Do you know what a garnet is? If you are quick to say, yes, it’s a dark red gemstone... well, read on because you are in for a world of surprises.
Garnets come in black, bright lime green, Fanta orange, brilliant yellow, gorgeous deep greens that will make an emerald turn greener with envy, clear-colorless garnets, my favourite pinks and purples, and of course the deep, luscious pomegranate red you may already know!
If you do a gemmology course, they will tell you that garnets basically come in every colour in the rainbow. They used to say that was true except for blue but a recent discovery has now meant that you can also get garnets in blue—at least under a specific kind of light, they change colour to blue.
If you can’t find a colour of garnet you like, then how about a garnet with horsehair inclusions (basically that is like wispy lines within the stones), a sapphire star or even garnets that change colour depending on the type of light you view them in?
This is the one stone that the more I get to know them, the harder I fall in love!!

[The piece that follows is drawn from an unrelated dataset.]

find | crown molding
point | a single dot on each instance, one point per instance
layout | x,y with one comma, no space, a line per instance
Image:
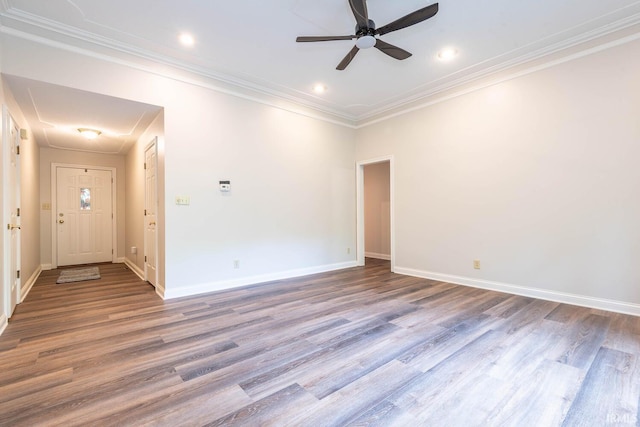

In Southern Africa, we are lucky enough to have so many different types of garnets here that you almost have no reason to look outside of our area for a garnet that will capture your heart!
Of course, we have the common red garnet in Africa, but we also have the rarest of garnets, the Tsavorite, which is the gorgeous green I mentioned above. The tsavorite garnets are the most expensive in the world, and although small ones are more common, ones that are a carat or more are very rare and seriously expensive.
We are also lucky enough to have pink and purple garnet in Zimbabwe, mined along the Mozambique and Zambian borders.
Zimbabwe also has the orange garnets, but not the Fanta colour you can get in some areas of the world—but still pretty cool!
The word garnet comes from the Latin word for pomegranate. In Greek mythology, Hades was passionately in love with Persephone. He abducted her and brought her down to the underworld.
Hades was commanded by Zeus to allow her to leave. Hades was a bit sneaky and gave her a pomegranate seed, which he knew would bring her back to him.
As soon as she tasted the sweetness of the pomegranate, she knew she had to go back for more! So, she returned to the underworld for three months of the year for the rest of eternity.
As a result of the myth, garnets became the stone to give to a loved one and to those who were going on a journey to ensure their safe return.
Lions carved into garnets were worn as rings or amulets, as it was believed that garnets and lions combined would most definitely keep you safe on any journey!
Red garnets were found as far back as 3,100 BC in Egypt. Talk about a stone with some staying power!!
Garnets were a favourite of ancient warriors. Funnily enough, in some cultures, it was considered to protect you and, in others, to inflict more harm on you!
The most famous warrior to use garnet as protection in battle was King Solomon. Garnet is thought to be one of the four stones given to him by God.
In Roman times, they were used to adorn shields used in battle to protect the warrior. The Anglo-Saxons had garnets put into their brooches, pendants, and buckles, which they wore into battle for protection. Historically, in Europe and the Middle East, they thought that garnets would help wounds heal and protect them against poison.
And yet in Asia, garnets were added to weapons as they were thought to inflict more damage on your enemy. As late as 1892, garnets were used in battle against the British. Kashmir carved bullets out of garnets, which they believed would inflict more damage to the British than lead bullets. I’m guessing if you survived being hit by one of those bullets, it was a cool souvenir to take home!
During the time of the Roman Empire, garnets were the most widely traded gemstone in the entire empire. The Romans carried garnets as protection for travel along Roman roads, carved into seals to use on important documents, and their use was inadvertently spread to the Germanic tribes they were fighting. The Germanic tribes incorporated them into their art and into their Cloisonne work.
In the Middle Ages, garnets were a favourite of the clergy and nobility and even thought to protect you against the plague, poisons, and bad dreams! Wonder if I should be wearing them just in case they work against Corona!! 😊 They were also though to help cure depression and evil thoughts.
The colour of red garnets reminded people of blood and it was also associated with healing disorders of the blood and associated with the life-giving blood of the womb. It was because of this association with the womb that for a while it was thought that only women should be allowed to wear garnets.
Also due to the common garnets red colour it was also used in the Middle Ages in crosses and thought to symbolize the blood of Christ.
Today we still consider them a symbol of love and protection and it is considered the appropriate gift for your second wedding anniversary.
Even as I write this blog post I am falling in love with garnets all over again! Every month I have a new love affair, which is what is so fun about birthstones!